More than half the states with laws requiring utilities to buy renewable energy – including Arizona – are considering ways to pare back those mandates after a plunge in natural gas prices brought on by technology that boosted supply.
Sixteen of the 29 states with renewable portfolio standards are considering legislation that would reduce the need for wind and solar power, according to researchers backed by the U.S. Energy Department. North Carolina lawmakers may be among the first to move, followed by Colorado and Connecticut.
The efforts could benefit U.S. utilities such as Duke Energy and PG&E as well as Exxon Mobil, the biggest U.S. oil producer, and Peabody Energy Corp., the largest U.S. coal mining company. Those companies contributed to at least one of the lobby groups pushing the change, according to the Center for Media and Democracy, a Madison, Wis.-based nonprofit group. It would hurt wind turbine maker Vestas Wind Systems and First Solar Inc., which develops solar farms.
“We’re opposed to these mandates, and 2013 will be the most active year ever in terms of efforts to repeal them,” said Todd Wynn, task force director for energy of the American Legislative Exchange Council, or ALEC, a lobby group pushing for the change. “Natural gas is a clean fuel, and regulators and policymakers are seeing how it’s much more affordable than renewable energy.”
Hydraulic-fracturing technology opened aging reservoirs for natural gas drilling, driving prices down about 72 percent from their record 2005 high. That’s making more expensive wind and solar power projects harder for utility regulators to justify, according to ALEC and its allies, which include the Heritage Foundation in Washington.
“The shale revolutions are not just having ramifications politically and economically in the U.S. but also around the world,” said Michael Liebreich, chief executive officer of Bloomberg New Energy Finance. “In 17 years, not that far away, we could reach peak energy use. This is not generally accepted.”
Killing support for renewable-energy policies threatens sales at companies from wind-turbine makers General Electric and Siemens to SolarCity Corp., the San Mateo, Calif.-based rooftop energy developer.
The push at the state level replicates efforts in Washington. Opposition from Republican lawmakers delayed the extension of a federal tax credit for wind power, prompting Vestas, the biggest turbine maker after GE, to fire 10 percent of its workforce at two Colorado factories.
“There haven’t been any outright repeals yet, but we’ve seen some watering-down,” said Justin Barnes, senior policy analyst at the North Carolina Solar Center. “Activity against renewable portfolio standards has been increasing in the past year. Their arguments are mostly on cost.”
The Raleigh, N.C.-based research group is supported by the Energy Department and operates the DSIRE database of state incentives.
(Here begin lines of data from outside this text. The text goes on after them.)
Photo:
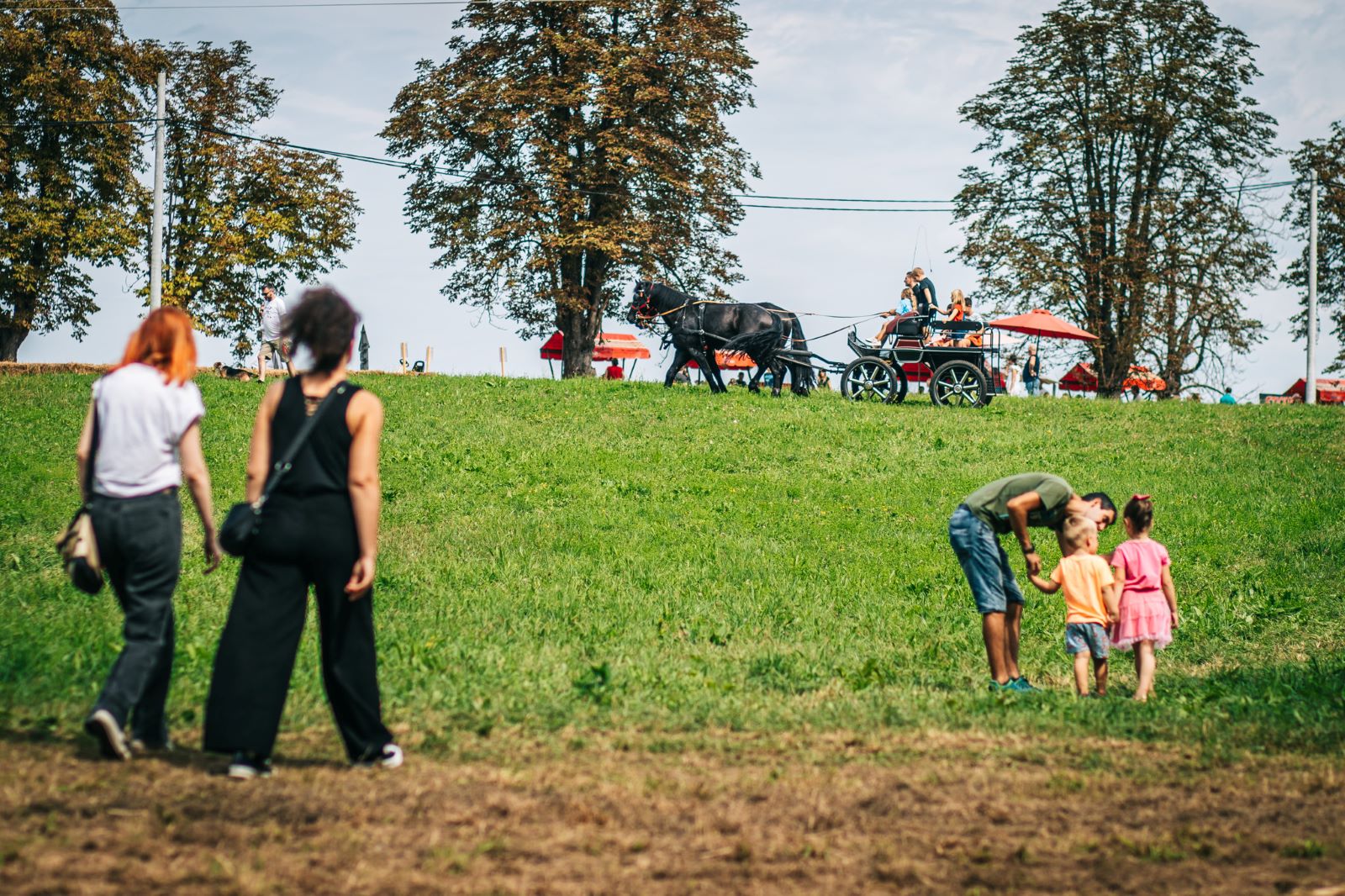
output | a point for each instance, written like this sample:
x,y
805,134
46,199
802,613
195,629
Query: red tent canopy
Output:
x,y
1082,378
1039,322
609,345
1329,392
730,361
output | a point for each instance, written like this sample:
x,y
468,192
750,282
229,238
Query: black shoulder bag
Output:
x,y
244,519
77,544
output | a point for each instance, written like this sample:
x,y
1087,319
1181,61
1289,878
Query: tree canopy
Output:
x,y
1327,158
69,148
562,145
1111,143
240,212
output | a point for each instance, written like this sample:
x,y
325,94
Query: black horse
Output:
x,y
802,378
699,329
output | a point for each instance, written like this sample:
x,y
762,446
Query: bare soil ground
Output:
x,y
731,813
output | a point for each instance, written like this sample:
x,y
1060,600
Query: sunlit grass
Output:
x,y
619,556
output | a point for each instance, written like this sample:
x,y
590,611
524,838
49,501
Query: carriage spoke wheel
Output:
x,y
872,380
958,382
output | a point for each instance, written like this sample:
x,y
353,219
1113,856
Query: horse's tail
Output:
x,y
802,378
762,346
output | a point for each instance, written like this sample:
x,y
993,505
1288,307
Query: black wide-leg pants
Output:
x,y
140,548
302,542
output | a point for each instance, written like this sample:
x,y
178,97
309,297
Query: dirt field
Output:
x,y
731,814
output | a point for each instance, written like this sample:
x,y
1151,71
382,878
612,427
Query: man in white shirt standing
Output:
x,y
272,314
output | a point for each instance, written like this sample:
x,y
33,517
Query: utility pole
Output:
x,y
1311,383
156,235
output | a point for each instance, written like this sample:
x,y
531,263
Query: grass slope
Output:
x,y
623,557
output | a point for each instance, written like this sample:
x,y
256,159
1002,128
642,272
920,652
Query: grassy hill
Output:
x,y
592,556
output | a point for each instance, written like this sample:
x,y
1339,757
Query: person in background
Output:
x,y
1013,503
1032,370
272,342
923,287
148,424
320,530
1013,374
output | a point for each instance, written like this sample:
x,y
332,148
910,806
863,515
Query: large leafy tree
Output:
x,y
562,145
1328,159
239,210
1210,252
1111,116
67,161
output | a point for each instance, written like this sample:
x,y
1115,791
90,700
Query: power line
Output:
x,y
326,4
938,206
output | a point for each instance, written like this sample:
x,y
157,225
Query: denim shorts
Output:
x,y
984,561
1087,638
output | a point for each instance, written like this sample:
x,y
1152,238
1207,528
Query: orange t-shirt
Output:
x,y
1082,579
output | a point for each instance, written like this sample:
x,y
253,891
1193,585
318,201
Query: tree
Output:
x,y
1328,159
562,145
1110,116
1210,253
240,212
69,147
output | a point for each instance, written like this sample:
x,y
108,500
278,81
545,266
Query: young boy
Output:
x,y
1089,599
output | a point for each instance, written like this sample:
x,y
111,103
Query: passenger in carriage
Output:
x,y
957,311
898,314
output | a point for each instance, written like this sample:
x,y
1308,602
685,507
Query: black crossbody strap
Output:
x,y
282,466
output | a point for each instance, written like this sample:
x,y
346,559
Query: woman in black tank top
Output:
x,y
319,530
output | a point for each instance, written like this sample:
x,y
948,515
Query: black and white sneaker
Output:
x,y
112,741
246,766
389,757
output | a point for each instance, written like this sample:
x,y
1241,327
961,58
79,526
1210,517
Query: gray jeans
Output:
x,y
140,546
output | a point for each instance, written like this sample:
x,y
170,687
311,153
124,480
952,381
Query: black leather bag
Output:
x,y
244,519
77,546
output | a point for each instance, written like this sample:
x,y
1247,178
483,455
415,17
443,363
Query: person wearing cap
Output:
x,y
272,343
1013,505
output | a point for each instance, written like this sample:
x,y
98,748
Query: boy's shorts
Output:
x,y
1087,638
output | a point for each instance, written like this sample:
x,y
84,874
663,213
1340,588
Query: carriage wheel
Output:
x,y
959,382
872,380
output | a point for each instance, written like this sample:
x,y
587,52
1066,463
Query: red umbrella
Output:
x,y
1039,322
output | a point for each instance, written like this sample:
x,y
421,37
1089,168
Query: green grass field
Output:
x,y
568,557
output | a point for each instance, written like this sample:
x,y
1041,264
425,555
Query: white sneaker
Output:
x,y
249,766
112,741
389,757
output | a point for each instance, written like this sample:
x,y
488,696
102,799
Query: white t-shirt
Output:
x,y
271,318
140,421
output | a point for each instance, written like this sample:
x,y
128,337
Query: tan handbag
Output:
x,y
77,546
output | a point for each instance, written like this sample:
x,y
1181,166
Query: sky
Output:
x,y
853,98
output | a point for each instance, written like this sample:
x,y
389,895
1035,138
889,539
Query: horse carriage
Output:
x,y
961,362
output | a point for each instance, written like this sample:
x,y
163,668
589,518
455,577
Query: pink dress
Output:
x,y
1143,613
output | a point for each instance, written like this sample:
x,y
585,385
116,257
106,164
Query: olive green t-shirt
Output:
x,y
992,502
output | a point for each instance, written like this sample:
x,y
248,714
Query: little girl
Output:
x,y
1147,607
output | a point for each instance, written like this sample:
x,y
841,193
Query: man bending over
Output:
x,y
1013,503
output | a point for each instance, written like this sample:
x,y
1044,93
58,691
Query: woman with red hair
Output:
x,y
143,434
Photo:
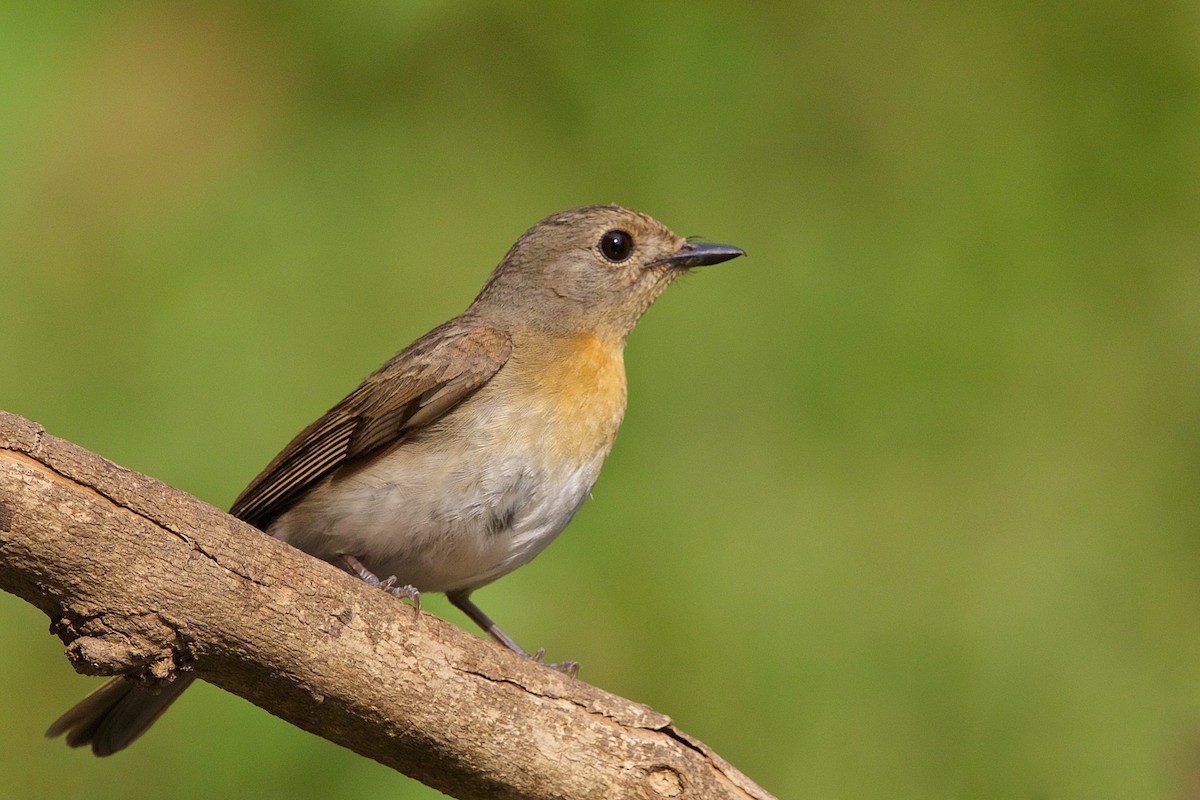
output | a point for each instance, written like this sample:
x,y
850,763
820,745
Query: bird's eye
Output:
x,y
617,246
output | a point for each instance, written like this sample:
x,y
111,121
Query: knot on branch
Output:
x,y
143,647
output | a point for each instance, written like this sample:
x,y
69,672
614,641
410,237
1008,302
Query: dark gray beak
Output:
x,y
702,254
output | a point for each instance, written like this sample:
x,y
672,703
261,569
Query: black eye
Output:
x,y
617,246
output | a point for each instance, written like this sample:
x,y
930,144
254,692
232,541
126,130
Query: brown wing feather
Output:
x,y
415,388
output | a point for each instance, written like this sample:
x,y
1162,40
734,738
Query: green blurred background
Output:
x,y
906,501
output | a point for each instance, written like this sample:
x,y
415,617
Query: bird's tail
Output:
x,y
115,714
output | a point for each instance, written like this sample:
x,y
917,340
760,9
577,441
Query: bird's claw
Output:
x,y
569,668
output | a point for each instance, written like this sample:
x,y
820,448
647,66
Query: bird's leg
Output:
x,y
388,585
461,601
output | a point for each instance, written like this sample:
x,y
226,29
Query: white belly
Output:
x,y
437,527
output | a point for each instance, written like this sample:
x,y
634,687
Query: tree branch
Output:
x,y
142,579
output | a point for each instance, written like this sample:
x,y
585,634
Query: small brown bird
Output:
x,y
468,452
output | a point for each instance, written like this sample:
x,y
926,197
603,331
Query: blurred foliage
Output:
x,y
906,501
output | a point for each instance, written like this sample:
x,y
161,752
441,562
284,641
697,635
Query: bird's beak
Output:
x,y
701,254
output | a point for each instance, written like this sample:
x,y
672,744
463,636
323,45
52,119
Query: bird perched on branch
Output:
x,y
468,452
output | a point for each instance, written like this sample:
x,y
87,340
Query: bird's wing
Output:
x,y
415,388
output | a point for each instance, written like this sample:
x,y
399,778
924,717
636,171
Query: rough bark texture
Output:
x,y
139,578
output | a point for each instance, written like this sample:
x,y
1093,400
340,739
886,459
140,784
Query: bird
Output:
x,y
465,455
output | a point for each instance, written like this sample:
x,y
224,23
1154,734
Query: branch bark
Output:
x,y
142,579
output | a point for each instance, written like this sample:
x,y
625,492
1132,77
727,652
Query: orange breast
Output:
x,y
580,385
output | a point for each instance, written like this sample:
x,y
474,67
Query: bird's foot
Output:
x,y
407,591
569,668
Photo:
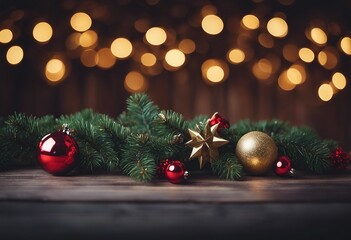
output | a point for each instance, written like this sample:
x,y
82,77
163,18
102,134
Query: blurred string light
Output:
x,y
277,27
339,80
42,32
156,36
325,92
148,59
214,71
319,36
236,56
14,55
135,82
170,48
250,22
175,58
6,35
121,48
81,21
55,70
87,39
212,24
306,55
345,45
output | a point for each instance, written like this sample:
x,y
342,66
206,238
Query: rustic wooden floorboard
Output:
x,y
36,205
37,185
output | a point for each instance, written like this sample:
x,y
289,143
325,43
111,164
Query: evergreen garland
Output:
x,y
140,138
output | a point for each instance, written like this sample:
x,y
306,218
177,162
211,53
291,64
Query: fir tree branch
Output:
x,y
141,113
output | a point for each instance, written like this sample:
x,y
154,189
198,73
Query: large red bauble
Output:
x,y
175,172
57,153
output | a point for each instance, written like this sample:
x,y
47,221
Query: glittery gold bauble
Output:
x,y
257,152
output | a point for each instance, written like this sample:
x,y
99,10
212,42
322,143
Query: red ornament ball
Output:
x,y
339,159
216,118
161,168
57,153
175,172
283,167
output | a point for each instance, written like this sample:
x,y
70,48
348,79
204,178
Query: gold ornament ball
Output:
x,y
257,152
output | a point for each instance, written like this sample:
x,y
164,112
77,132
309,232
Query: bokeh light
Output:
x,y
187,46
42,32
81,22
339,80
277,27
250,22
175,58
212,24
156,36
296,74
88,39
236,56
345,45
55,70
319,36
325,92
148,59
121,48
214,71
284,82
14,55
6,36
306,55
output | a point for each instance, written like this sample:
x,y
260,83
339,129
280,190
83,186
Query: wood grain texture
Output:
x,y
36,205
37,185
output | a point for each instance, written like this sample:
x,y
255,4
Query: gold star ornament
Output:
x,y
205,145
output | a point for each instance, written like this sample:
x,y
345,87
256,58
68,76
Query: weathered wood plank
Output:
x,y
37,185
174,221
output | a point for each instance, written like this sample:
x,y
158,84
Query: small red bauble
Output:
x,y
216,118
283,167
175,172
57,153
161,168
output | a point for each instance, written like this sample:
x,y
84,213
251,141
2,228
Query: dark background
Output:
x,y
24,87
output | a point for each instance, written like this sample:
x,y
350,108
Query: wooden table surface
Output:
x,y
36,205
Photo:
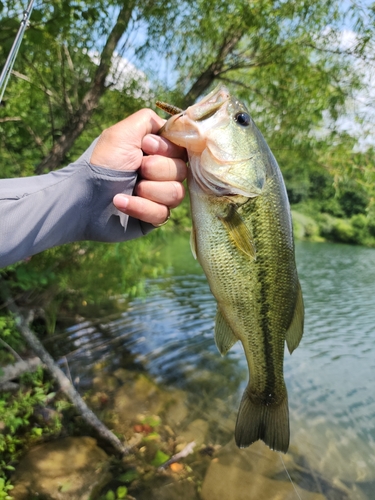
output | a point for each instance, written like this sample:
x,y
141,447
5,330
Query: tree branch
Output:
x,y
61,379
78,121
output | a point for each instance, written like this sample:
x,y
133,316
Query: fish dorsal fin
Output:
x,y
224,336
239,232
193,242
295,331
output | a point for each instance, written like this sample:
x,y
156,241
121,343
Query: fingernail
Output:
x,y
121,201
151,145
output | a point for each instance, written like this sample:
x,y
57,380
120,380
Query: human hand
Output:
x,y
124,146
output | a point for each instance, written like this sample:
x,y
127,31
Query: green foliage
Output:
x,y
17,418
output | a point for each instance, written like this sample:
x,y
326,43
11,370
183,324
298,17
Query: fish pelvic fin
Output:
x,y
295,331
224,336
268,422
239,232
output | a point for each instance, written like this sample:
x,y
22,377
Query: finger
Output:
x,y
141,208
166,193
161,168
156,145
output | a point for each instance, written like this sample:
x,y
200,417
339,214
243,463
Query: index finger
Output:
x,y
156,145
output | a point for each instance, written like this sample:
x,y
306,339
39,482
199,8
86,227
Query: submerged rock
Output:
x,y
339,454
74,468
258,473
142,397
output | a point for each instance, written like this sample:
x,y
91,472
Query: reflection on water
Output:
x,y
330,377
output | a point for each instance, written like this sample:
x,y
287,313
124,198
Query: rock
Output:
x,y
337,453
73,468
253,473
183,490
105,383
196,431
141,398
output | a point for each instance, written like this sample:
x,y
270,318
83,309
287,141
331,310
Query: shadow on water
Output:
x,y
330,377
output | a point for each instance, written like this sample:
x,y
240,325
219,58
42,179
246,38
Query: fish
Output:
x,y
242,237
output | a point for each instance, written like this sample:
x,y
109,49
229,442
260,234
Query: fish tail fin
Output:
x,y
268,422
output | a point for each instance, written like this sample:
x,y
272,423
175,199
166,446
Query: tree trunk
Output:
x,y
78,121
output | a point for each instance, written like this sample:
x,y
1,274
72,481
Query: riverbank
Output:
x,y
356,230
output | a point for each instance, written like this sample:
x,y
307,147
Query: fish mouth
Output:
x,y
208,106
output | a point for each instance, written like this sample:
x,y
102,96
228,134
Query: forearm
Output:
x,y
71,204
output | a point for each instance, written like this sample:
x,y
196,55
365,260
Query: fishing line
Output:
x,y
7,69
290,479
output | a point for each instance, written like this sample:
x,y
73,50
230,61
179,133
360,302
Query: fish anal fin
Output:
x,y
295,331
193,242
239,232
224,336
268,422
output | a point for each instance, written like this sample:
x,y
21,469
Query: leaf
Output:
x,y
110,495
160,458
128,476
122,491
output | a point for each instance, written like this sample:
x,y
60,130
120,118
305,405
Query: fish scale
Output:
x,y
242,237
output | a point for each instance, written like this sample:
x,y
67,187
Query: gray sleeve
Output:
x,y
71,204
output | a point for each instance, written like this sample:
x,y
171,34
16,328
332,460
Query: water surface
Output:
x,y
330,377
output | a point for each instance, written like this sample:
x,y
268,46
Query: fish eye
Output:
x,y
242,119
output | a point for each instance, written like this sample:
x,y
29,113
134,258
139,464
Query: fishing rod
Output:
x,y
7,69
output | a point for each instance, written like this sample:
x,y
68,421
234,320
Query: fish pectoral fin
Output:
x,y
239,232
193,242
224,336
295,331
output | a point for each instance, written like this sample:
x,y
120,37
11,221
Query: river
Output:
x,y
330,377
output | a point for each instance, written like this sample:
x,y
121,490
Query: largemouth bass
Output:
x,y
242,237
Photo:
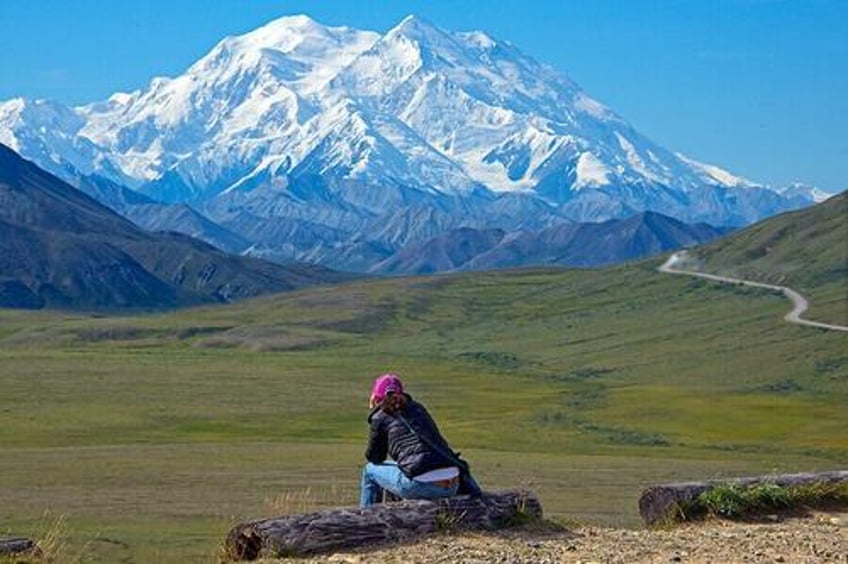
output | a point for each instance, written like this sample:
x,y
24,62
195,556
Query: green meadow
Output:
x,y
147,437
U.S. investment in renewable power and energy efficiency fell 54 percent last year to $4.5 billion as government support waned, according to data compiled by Bloomberg. The level may slip again this year if states dilute their requirements, which have pushed utilities to contract power from renewable providers and scale-back use of coal- and natural gas-fired generation.
ALEC wants to repeal state mandates, arguing that the free market is a better way to determine the most cost-effective source of power, Wynn said. It typically drafts model legislation for state lawmakers to use as a blueprint when drafting bills, including the Electricity Freedom Act, which was published in October.